Today was an emotional roller coaster. Sailed out to the course in less than 5 knots. Once everyone was out the race committee postponed and sent us back in. The mosh pit that happens when 135 lasers try to get their boats out of the water all at once with only 3 ramps is ridiculous. Every sailor is in their 'me first' attitude, boats bang into each other, people cut in front of each other, and waves from the coach boats are sloshing everyone around.
They finally sent us back out after a mild sea breeze filled in.
Race 9 -
I accelerated too late at the start and got rolled. Tacked out and went all the way right in to clear air. Some little shifts and better pressure in clear air allowed me to catch a lot of boats. I managed to stay to the side in clear air downwind, by the lee on starboard and moving pretty well with the waves. Upwind I stayed right again, in clear air, but tacking back to when I could. Same thing downwind to finish 9th. Pretty good after a horrible start.
Race 10 -
My focus was to have a good start. I also had a pretty clear picture in my head that I wanted to start near the boat and go right. I figured I would start just far enough away from the boat to avoid a jam of boats, wait for the boats to the right of me to tack, and then I would tack too. I had my good start, I was where I wanted to be, but there were a few boats on my hip that wouldn't tack. I didn't really want to duck them, so I waited. We kept going and going, boats were ducking us, but then a few boats crossed us. I finally decided I was going to tack and duck those boats on my hip, but they tacked as I was going to duck them. Suddenly I was in a bad place in bad air and a discouraging feeling of doom set in. Probably should have tacked back to go left, but I was so sure I had to go right. The bad just got worse and worse, the shifts weren't that big, and gains were hard to make. Got flagged by the judges for rocking downwind too and had to do circles. All in all a horrible race (49th).
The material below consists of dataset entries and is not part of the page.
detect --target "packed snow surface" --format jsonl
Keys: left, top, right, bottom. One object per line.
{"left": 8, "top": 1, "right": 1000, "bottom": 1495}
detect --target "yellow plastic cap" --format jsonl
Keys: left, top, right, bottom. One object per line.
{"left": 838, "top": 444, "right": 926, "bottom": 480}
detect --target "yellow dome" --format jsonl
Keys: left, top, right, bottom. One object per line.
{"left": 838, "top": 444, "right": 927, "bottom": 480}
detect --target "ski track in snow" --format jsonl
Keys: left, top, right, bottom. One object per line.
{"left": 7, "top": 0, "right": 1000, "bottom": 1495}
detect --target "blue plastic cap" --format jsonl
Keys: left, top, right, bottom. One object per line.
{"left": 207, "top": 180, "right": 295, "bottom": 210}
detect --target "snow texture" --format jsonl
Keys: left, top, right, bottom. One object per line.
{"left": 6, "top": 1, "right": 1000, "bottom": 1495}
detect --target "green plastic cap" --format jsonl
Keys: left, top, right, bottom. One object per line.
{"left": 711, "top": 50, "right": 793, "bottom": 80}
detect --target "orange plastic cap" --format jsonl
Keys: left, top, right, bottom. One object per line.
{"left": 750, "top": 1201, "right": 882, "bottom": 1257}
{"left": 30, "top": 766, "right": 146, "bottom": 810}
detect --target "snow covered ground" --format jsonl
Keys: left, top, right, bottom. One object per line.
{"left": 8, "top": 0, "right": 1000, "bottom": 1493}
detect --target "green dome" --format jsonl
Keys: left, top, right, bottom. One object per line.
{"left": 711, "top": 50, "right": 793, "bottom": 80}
So, what can I learn from that?
First of all, it is painfully obvious to me looking at the scores how much a bad result like that counts, and how much better a mediocre result would have been. I was winning the silver fleet, and now I am 23 points behind the leader, 23 places at the back of the fleet are worth fighting for just as much as a few places at the front of the fleet. Its easy to be discouraged when I am so far back, and easy to be motivated when I am near the front. Next time, I have to remember how important it is to make those little gains even at the back of the fleet.
Second, having a plan for the race is good, but I also need to give the plan weight so that if something is foiling the plan, I know whether to be open to changing that plan instead of forcing myself to follow it and risking a bad situation.
Third, if I am on starboard and I want to tack but there are boats on my hip, my plan is to first yell to them to tack to see if I can get them to go. If they don't, then I have to know how important it is to me to go that way, and only tack if I think it is worth the risk that they might tack right on me.
I do have pictures to upload, but the internet connection is slow, so I'll get to it when I can. Expecting a good sea breeze for the last two races, so I am looking forward to them!